Il y a la fête de Tabaski qui va arriver bientôt, il faut que les gens puissent mener leurs activités quotidiennes pour subvenir à leurs besoins vitaux. Donc, il faut trouver une solution d’urgence pour héberger les victimes avant la fête. Cela pourrait au moins apaiser la situation avant de trouver une solution définitive à cette crise. C’est un problème très grave que l’Etat doit gérer avec beaucoup de responsabilités. Et nous aussi, de notre côté, nous prendrons toutes les dispositions pour que ça soit stable.
Avez-vous déjà pris des mesures à votre niveau ?
A notre niveau, nous sommes en train de voir avec les sous-commissions comment faire face à la situation. C’est dans ce sens qu’on a été au niveau du CNPM. Et le Président de la Chambre de Commerce et d’Industrie du Mali (CCIM) a fait appel à tous les groupements et associations de se joindre à lui pour voir ensemble quelle issue trouver à ce problème dans le cadre du dialogue et la réconciliation. C’est pour cette raison que tout le monde est revenu ici. Toutes les associations se sont regroupées au sein de cette commission qui se trouve actuellement à la CCIM.
Que pensez-vous des victimes qui voudraient saisir la justice ?
Je crois que c’est leur droit le plus absolu d’intenter une action en justice. S’ils se sentent lésés dans leurs droits, ils devraient attaquer l’Etat en justice pour être dédommagés.
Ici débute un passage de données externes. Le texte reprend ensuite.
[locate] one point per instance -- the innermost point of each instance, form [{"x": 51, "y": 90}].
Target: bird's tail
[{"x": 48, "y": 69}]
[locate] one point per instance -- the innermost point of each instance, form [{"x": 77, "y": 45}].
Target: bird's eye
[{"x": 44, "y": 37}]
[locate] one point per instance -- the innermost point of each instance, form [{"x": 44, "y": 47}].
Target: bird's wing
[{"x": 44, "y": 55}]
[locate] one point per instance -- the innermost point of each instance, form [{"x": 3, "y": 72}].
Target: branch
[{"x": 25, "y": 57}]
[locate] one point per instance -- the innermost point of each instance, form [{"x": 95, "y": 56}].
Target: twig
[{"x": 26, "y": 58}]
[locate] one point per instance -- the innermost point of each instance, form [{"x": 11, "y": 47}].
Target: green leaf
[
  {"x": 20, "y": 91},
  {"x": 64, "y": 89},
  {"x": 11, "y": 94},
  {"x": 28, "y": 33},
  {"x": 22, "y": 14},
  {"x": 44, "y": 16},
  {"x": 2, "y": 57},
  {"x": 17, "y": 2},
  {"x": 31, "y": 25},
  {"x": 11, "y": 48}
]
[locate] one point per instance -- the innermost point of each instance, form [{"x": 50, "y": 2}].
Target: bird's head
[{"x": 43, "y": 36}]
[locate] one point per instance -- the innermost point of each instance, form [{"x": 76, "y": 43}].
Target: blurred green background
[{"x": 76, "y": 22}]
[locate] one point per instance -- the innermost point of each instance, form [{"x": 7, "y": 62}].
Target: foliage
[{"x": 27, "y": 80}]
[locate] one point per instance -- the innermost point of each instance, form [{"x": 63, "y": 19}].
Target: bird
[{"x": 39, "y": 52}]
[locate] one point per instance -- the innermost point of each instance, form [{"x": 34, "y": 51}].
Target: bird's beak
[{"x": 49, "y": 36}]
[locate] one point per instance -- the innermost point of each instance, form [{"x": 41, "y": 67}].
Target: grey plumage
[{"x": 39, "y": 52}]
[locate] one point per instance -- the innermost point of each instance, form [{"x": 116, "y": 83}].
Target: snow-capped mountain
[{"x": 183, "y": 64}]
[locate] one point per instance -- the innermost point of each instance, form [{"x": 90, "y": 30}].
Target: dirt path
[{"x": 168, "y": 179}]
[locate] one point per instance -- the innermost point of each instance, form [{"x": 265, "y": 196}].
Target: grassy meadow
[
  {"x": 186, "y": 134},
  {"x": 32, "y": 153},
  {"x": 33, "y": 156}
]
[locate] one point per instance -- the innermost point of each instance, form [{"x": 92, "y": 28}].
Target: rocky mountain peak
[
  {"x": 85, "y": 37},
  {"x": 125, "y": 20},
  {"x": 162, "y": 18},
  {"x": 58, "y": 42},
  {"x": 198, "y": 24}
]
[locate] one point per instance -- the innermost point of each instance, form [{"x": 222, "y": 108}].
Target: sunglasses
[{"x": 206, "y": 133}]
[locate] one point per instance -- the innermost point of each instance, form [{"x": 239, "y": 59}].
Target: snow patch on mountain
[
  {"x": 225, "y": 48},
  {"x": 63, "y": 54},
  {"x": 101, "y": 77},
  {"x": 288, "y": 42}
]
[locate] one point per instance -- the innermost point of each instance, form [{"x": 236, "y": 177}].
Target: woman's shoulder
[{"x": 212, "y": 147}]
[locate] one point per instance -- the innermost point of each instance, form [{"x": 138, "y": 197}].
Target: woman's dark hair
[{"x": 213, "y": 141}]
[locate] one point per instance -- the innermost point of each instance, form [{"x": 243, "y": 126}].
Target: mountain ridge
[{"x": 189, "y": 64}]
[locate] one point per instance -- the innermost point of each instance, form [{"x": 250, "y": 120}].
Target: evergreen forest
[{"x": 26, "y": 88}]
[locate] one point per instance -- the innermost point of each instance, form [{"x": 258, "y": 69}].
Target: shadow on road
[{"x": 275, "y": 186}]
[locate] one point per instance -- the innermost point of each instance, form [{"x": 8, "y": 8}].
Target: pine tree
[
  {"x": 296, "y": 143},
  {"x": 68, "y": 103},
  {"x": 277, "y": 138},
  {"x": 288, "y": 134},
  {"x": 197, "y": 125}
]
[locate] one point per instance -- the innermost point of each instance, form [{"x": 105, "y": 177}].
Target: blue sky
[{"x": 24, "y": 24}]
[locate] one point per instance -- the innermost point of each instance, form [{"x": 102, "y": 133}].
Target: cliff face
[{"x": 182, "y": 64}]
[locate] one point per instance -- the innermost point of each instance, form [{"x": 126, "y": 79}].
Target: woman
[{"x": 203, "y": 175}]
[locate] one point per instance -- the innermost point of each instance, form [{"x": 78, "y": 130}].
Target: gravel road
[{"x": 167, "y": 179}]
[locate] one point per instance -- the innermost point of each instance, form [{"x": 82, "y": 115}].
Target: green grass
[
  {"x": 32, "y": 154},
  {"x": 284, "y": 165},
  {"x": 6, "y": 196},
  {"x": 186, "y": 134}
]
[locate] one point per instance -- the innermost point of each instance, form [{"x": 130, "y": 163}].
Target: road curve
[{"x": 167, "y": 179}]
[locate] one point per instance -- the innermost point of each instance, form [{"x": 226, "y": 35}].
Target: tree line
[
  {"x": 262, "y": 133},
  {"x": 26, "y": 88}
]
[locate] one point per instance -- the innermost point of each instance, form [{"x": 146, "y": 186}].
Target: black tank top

Je suis vraiment pour cela.
Et si vos revendications ne sont pas satisfaites ?
On est obligé de retourner à la base pour dire que nos revendications n’ont pas été satisfaites. Et c’est à la base de décider par la suite les actions à entreprendre. Mais, nous préférons que ce soit dans la concertation et le dialogue. Le bras de fer n’arrange personne, ni l’Etat, ni les commerçants encore moins les populations.